Ironically, while a like-minded group of countries had been ready to move ahead with the Chair’s August 13 draft, they ultimately refrained from backing the final version released on August 15. As a result, the latest text was not adopted as the basis for further negotiations, a major disappointment for both the Secretariat and UNEP.

Negotiations held hostage

A small but powerful group of petrostates and major plastic-producing nations have, in effect, paralysed the process. Without a decision-making mechanism that allows progress in the face of entrenched opposition, the INC risks losing both momentum and credibility. The current reliance on consensus intended to encourage collective buy-in is increasingly being used as a veto tool, preventing even modest compromises.

This is not a new story in international environmental governance. Other multilateral agreements, from climate negotiations to chemical conventions, have witnessed similar deadlocks when consensus becomes a weapon rather than a bridge.

A silver lining

Paradoxically, the breakdown in talks has one positive aspect: it has prevented the adoption of an overly weak treaty that would have given states free rein to act, or not, within their own borders. Such an approach disregards the inherent transboundary nature of plastic pollution. Plastic products and waste routinely cross national boundaries, both as traded goods and as waste. Any treaty that ignores this reality would be fundamentally flawed.

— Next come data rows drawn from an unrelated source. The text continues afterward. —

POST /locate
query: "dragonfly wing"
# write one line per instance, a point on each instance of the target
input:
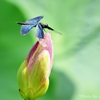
(29, 24)
(39, 31)
(34, 21)
(25, 29)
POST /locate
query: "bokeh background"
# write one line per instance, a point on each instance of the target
(76, 69)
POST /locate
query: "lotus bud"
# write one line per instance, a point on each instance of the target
(33, 74)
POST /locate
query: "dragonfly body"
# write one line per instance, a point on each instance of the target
(34, 22)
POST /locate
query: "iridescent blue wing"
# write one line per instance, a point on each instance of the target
(29, 24)
(39, 31)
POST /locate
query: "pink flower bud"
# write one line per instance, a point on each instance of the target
(33, 74)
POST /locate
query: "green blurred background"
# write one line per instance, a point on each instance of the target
(76, 69)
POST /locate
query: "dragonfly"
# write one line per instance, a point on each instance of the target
(35, 22)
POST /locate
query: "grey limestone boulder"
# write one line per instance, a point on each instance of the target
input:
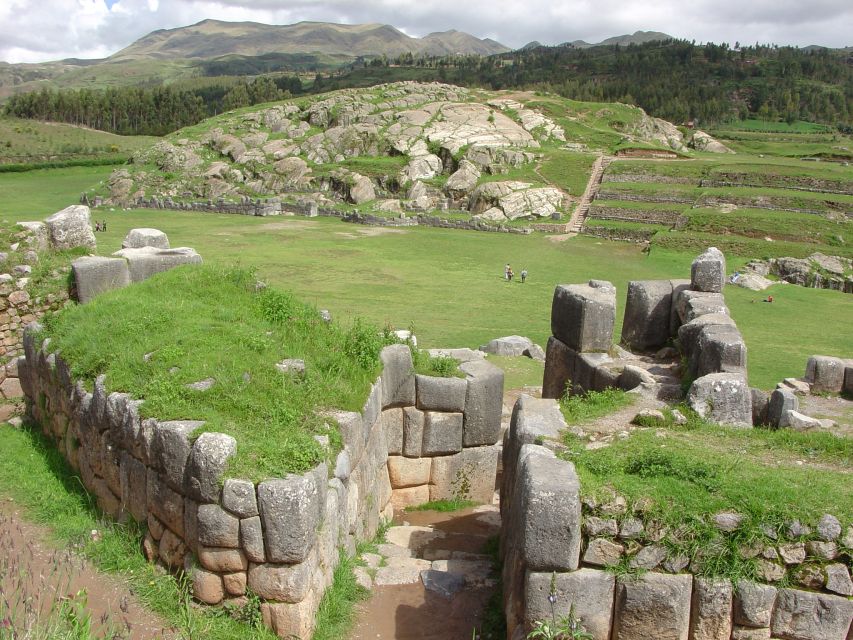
(711, 611)
(95, 274)
(589, 592)
(647, 310)
(507, 346)
(238, 497)
(583, 316)
(825, 373)
(170, 450)
(290, 513)
(145, 237)
(723, 398)
(217, 527)
(38, 238)
(753, 604)
(721, 350)
(559, 368)
(483, 403)
(469, 474)
(441, 394)
(548, 502)
(147, 261)
(442, 433)
(653, 606)
(693, 304)
(207, 462)
(781, 402)
(802, 615)
(398, 381)
(71, 228)
(708, 271)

Equally overlooked in both versions of the Chair’s proposals, is the direct link between plastic product design and the infrastructure needed for waste management. Without global rules on design standards such as requirements for recyclability, durability, or chemical safety, waste management systems, especially in developing countries, will remain overwhelmed.

The road ahead

As the negotiations are explicitly member-state led, the responsibility for determining the way forward rests squarely with the parties themselves. The Chair, the Secretariat, and UNEP can facilitate discussions, but they cannot dictate outcomes. The current impasse raises urgent questions: Can the process survive without a shift away from pure consensus decision-making? Or will it require a hybrid model striving for consensus but allowing majority voting when stalemates threaten the entire endeavour?

History suggests that other multilateral environmental agreements have found middle ground. For example, some conventions allow consensus as the default but permit voting when all else fails, creating a necessary pressure valve. Whether such a reform is politically palatable in the plastic treaty process remains to be seen.

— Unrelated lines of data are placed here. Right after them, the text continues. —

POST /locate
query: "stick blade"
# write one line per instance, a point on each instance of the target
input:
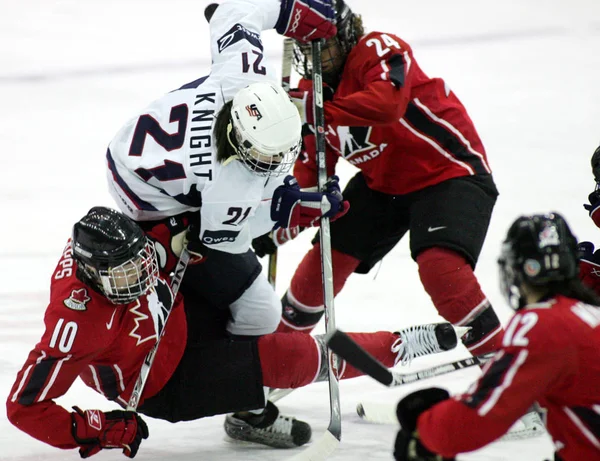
(319, 450)
(210, 10)
(344, 346)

What is clear is that the principle of consensus, once a cornerstone of trust in multilateralism, is showing its limits, and is being misused by a handful of powerful and rich petrostates hiding behind the UN categorization of “developing countries”. In an era where global challenges demand urgent and coordinated action, the ability of a small minority to block progress risks making multilateral diplomacy irrelevant.

If the INC cannot find a way to balance inclusivity with decisiveness, the global community may watch yet another opportunity slip away. And with every delay, the environmental, economic, and health costs of inaction grow heavier.